At the request of Washington, Saab was arrested in Cape Verde on June 12 last year and spent more than a year in a prison in the African archipelago before being extradited in mid-October. As part of the extradition agreement , the United States has dismissed seven of the eight charges against him and will currently only be tried for the crime of conspiracy to launder money. 

The original accusation dates from July 2019 and since then the case has been at the center of the diplomatic conflict between the White House and the Maduro government, which has turned its defense into a matter of state. His extradition, for example, dynamited the process of negotiations between Chavismo and the opposition that took place in Mexico until the second half of this year.

Expectations about what Saab can say or shut up are high, not only because of what it implies for the Venezuelan authorities. Its network is so extensive that its businesses have been investigated in Mexico, Brazil, Ecuador , Colombia, Switzerland and the United Kingdom, among other countries, and some people close to the case say that acts of corruption can affect businessmen and politicians from all over the world. the region.

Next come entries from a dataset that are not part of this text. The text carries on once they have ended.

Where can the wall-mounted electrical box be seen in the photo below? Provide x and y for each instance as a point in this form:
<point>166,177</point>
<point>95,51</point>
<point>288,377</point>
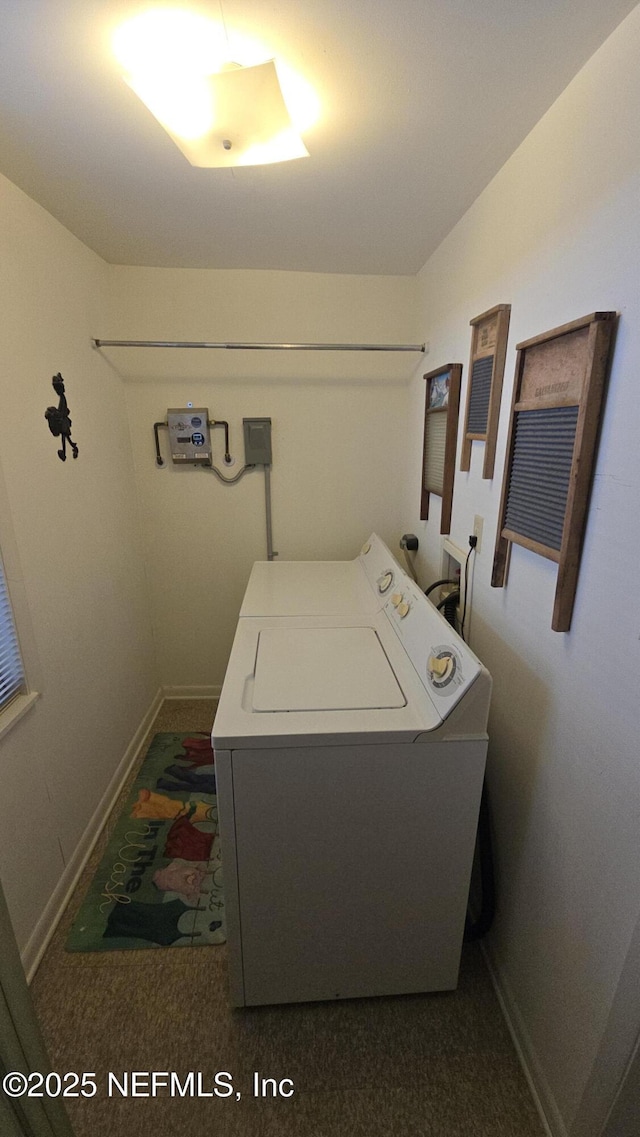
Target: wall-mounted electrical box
<point>189,434</point>
<point>257,441</point>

A week ago, anticipation for those revelations took a hit. Judge Scola ordered that the documents and evidence presented by Saab in his defense be kept secret and without access to the public. It was a request from the Prosecutor’s Office agreed with the defense attorneys, on the grounds that if they are made public it may affect other criminal cases in progress. Saab pleaded not guilty in mid-November and faces up to 20 years in prison. The trial, with an expected duration of two weeks, still awaits a date to start.